Our MSc International Management (Middle East and North Africa) programme focuses on management and its environment in the Middle East and North Africa, and includes high-level modules in international management and economics disciplines. It also draws upon regional experts and management specialists within the University and from the worlds of commerce, finance and government.
The core modules enable you to study the principles and applications of international management and the interplay between global and local factors influencing management in the Middle East and North Africa.
You can use the optional modules to focus on either management skills that can be applied worldwide or specialise in understanding the regional business environment.
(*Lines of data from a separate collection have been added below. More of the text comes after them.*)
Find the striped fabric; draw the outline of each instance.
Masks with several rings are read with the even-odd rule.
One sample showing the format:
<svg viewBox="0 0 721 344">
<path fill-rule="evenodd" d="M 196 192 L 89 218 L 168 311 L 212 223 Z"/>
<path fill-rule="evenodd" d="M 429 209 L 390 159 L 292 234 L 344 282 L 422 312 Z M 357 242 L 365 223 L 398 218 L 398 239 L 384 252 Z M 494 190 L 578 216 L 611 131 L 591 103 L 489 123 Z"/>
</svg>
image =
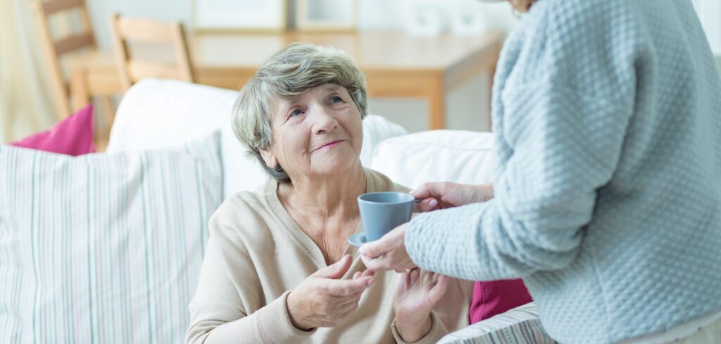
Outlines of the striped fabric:
<svg viewBox="0 0 721 344">
<path fill-rule="evenodd" d="M 219 138 L 76 158 L 0 146 L 0 343 L 182 343 Z"/>
<path fill-rule="evenodd" d="M 536 304 L 514 308 L 441 338 L 444 344 L 554 344 L 539 319 Z"/>
</svg>

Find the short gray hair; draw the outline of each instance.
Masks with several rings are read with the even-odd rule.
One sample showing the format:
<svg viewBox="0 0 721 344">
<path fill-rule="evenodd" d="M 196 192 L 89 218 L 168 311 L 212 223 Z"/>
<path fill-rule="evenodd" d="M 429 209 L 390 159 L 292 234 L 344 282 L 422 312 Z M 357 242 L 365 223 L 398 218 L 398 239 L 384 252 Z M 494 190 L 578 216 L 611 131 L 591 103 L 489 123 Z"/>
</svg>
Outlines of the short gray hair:
<svg viewBox="0 0 721 344">
<path fill-rule="evenodd" d="M 278 164 L 271 168 L 260 155 L 273 145 L 271 105 L 325 84 L 345 87 L 363 119 L 368 113 L 366 79 L 355 64 L 340 50 L 306 43 L 293 43 L 270 56 L 243 87 L 233 106 L 233 132 L 250 149 L 260 164 L 275 180 L 289 182 Z"/>
</svg>

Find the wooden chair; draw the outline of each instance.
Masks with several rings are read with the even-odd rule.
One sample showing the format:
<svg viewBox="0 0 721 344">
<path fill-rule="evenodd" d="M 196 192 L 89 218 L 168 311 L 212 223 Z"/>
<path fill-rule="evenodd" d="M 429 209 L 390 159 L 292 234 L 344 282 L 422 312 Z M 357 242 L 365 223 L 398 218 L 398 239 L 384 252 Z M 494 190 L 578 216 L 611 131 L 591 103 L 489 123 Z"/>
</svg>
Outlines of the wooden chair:
<svg viewBox="0 0 721 344">
<path fill-rule="evenodd" d="M 49 71 L 49 79 L 55 104 L 56 115 L 58 120 L 65 118 L 89 102 L 92 95 L 102 96 L 101 105 L 107 118 L 112 123 L 115 112 L 110 96 L 121 92 L 117 76 L 108 78 L 107 76 L 94 73 L 91 69 L 104 71 L 107 74 L 109 69 L 115 69 L 112 53 L 99 51 L 90 23 L 90 16 L 84 0 L 50 0 L 41 1 L 34 0 L 32 4 L 33 17 L 40 45 Z M 61 12 L 71 10 L 79 12 L 82 25 L 81 31 L 54 40 L 48 18 Z M 67 75 L 63 72 L 62 62 L 65 62 Z M 115 72 L 117 74 L 117 72 Z M 90 76 L 90 78 L 87 76 Z M 88 79 L 94 81 L 88 84 Z M 71 104 L 71 83 L 76 88 L 87 94 L 87 97 L 74 98 Z M 71 106 L 72 105 L 72 106 Z M 110 125 L 110 123 L 108 124 Z"/>
<path fill-rule="evenodd" d="M 120 83 L 127 89 L 143 78 L 176 79 L 193 82 L 193 68 L 182 24 L 164 22 L 146 18 L 123 17 L 114 14 L 111 19 Z M 128 41 L 141 43 L 169 43 L 176 63 L 143 60 L 133 57 Z"/>
</svg>

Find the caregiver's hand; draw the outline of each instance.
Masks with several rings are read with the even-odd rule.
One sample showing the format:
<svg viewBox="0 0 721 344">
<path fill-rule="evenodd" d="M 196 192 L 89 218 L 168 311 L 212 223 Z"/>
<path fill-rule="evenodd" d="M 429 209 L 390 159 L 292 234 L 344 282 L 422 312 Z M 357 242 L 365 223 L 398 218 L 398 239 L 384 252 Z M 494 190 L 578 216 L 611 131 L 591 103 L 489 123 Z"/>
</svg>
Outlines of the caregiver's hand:
<svg viewBox="0 0 721 344">
<path fill-rule="evenodd" d="M 427 182 L 410 193 L 423 199 L 415 205 L 417 212 L 445 209 L 466 204 L 485 202 L 493 198 L 493 185 L 480 185 L 455 182 Z"/>
<path fill-rule="evenodd" d="M 316 271 L 288 295 L 288 312 L 296 327 L 309 330 L 332 327 L 347 320 L 358 306 L 363 291 L 376 283 L 373 272 L 356 272 L 340 280 L 353 260 L 345 255 L 335 264 Z"/>
<path fill-rule="evenodd" d="M 360 259 L 368 270 L 394 270 L 399 273 L 415 268 L 405 250 L 406 226 L 407 224 L 402 224 L 381 239 L 363 244 L 358 249 Z"/>
<path fill-rule="evenodd" d="M 404 341 L 417 342 L 428 333 L 433 325 L 430 312 L 447 286 L 447 277 L 417 268 L 398 276 L 393 309 L 396 328 Z"/>
</svg>

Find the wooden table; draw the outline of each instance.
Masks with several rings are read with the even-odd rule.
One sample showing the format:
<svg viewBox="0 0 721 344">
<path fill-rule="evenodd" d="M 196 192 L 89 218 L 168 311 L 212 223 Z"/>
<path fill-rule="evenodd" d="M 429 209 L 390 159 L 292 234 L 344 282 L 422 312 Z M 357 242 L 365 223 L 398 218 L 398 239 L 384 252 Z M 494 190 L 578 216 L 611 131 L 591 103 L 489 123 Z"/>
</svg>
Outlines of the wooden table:
<svg viewBox="0 0 721 344">
<path fill-rule="evenodd" d="M 503 35 L 500 32 L 466 37 L 414 37 L 386 31 L 191 33 L 188 40 L 195 81 L 232 89 L 239 89 L 266 58 L 290 43 L 335 46 L 345 51 L 366 74 L 369 97 L 423 98 L 428 102 L 429 128 L 441 129 L 446 127 L 447 92 L 482 72 L 492 75 Z M 112 55 L 107 58 L 112 60 Z M 118 74 L 112 69 L 86 69 L 87 75 L 76 74 L 76 82 L 71 83 L 74 99 L 81 103 L 85 100 L 87 90 L 79 89 L 98 84 L 112 88 L 113 82 L 119 85 L 118 76 L 115 81 L 109 79 Z M 489 79 L 492 82 L 492 77 Z M 89 81 L 85 86 L 84 80 Z"/>
</svg>

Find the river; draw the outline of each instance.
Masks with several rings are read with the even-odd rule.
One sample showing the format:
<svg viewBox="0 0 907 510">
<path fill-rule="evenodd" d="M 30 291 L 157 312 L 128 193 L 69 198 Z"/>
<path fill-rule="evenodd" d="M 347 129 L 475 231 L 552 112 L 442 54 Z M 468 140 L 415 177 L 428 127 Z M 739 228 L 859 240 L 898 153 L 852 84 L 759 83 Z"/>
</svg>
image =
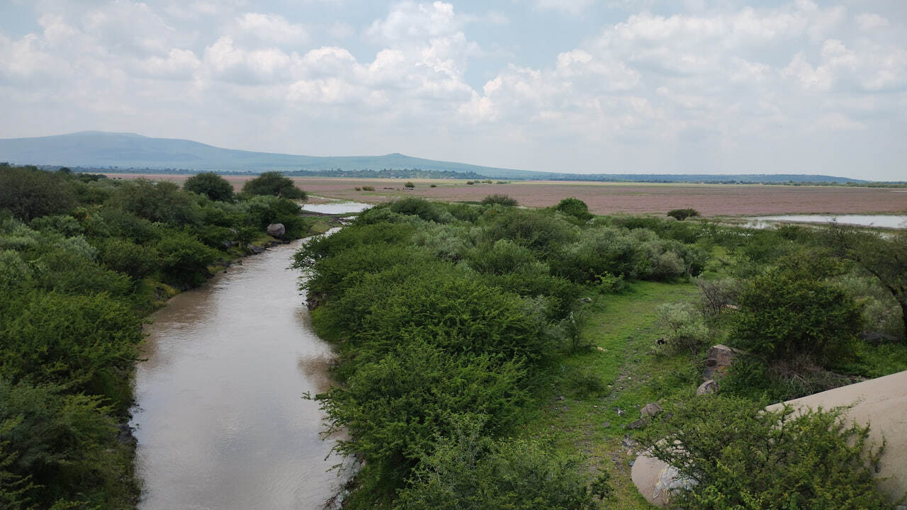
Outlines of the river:
<svg viewBox="0 0 907 510">
<path fill-rule="evenodd" d="M 312 331 L 299 241 L 243 260 L 151 316 L 135 379 L 141 510 L 321 508 L 339 478 L 323 413 L 331 351 Z"/>
</svg>

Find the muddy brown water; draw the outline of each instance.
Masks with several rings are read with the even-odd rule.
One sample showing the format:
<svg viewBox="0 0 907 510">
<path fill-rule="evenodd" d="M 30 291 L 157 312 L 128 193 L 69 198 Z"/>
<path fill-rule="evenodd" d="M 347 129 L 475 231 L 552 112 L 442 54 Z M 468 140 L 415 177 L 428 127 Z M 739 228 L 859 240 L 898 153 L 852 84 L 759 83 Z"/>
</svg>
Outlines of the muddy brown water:
<svg viewBox="0 0 907 510">
<path fill-rule="evenodd" d="M 131 422 L 141 510 L 315 510 L 336 492 L 324 415 L 301 397 L 329 385 L 331 351 L 288 269 L 298 246 L 246 258 L 151 317 Z"/>
</svg>

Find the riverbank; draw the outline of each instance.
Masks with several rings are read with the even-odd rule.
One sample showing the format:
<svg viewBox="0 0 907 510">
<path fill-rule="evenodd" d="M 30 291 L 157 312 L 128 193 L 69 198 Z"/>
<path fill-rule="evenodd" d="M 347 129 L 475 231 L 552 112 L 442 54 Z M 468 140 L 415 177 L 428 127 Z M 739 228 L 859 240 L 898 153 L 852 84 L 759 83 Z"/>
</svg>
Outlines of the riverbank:
<svg viewBox="0 0 907 510">
<path fill-rule="evenodd" d="M 142 510 L 318 510 L 339 462 L 322 414 L 332 354 L 287 269 L 304 240 L 244 259 L 151 316 L 136 374 Z M 326 457 L 329 457 L 327 458 Z"/>
</svg>

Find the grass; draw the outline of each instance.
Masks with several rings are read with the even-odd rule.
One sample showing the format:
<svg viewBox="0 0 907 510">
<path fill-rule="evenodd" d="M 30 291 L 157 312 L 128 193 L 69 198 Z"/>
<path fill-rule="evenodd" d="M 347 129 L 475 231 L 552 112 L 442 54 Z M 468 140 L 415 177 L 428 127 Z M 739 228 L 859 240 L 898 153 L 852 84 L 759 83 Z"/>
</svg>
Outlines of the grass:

Why study MSc International Management (Middle East and North Africa) at SOAS
- we're ranked 11 in the UK and 2 in London for Business and Management by the 2019 Guardian University league table 2019
- programmes are delivered by a multicultural and international teaching body, who regularly publish in top international journals
- you will develop an excellent understanding of key issues shaping international business strategy
- we expertly apply theoretical concepts to real issues facing organisations operating in the Middle East and North Africa
- we are specialists in the delivery of more that forty African and Asian languages. As the economies of the Global South continue to expand, knowledge of another language and other cultures will be a big asset in the world of commerce and international trade
- you will be joining our thriving community of alumni and academics who have an impact on the world outside of academia
- you will be able to flexibly structure your programme using our optional modules and/or optional modules from other departments, including the opportunity to learn a regional language
Our Finance and Management programmes have a first-rate graduate employability record, with graduates having moved on to work for a range of organisations such as Deloitte, Santander and HM Treasury.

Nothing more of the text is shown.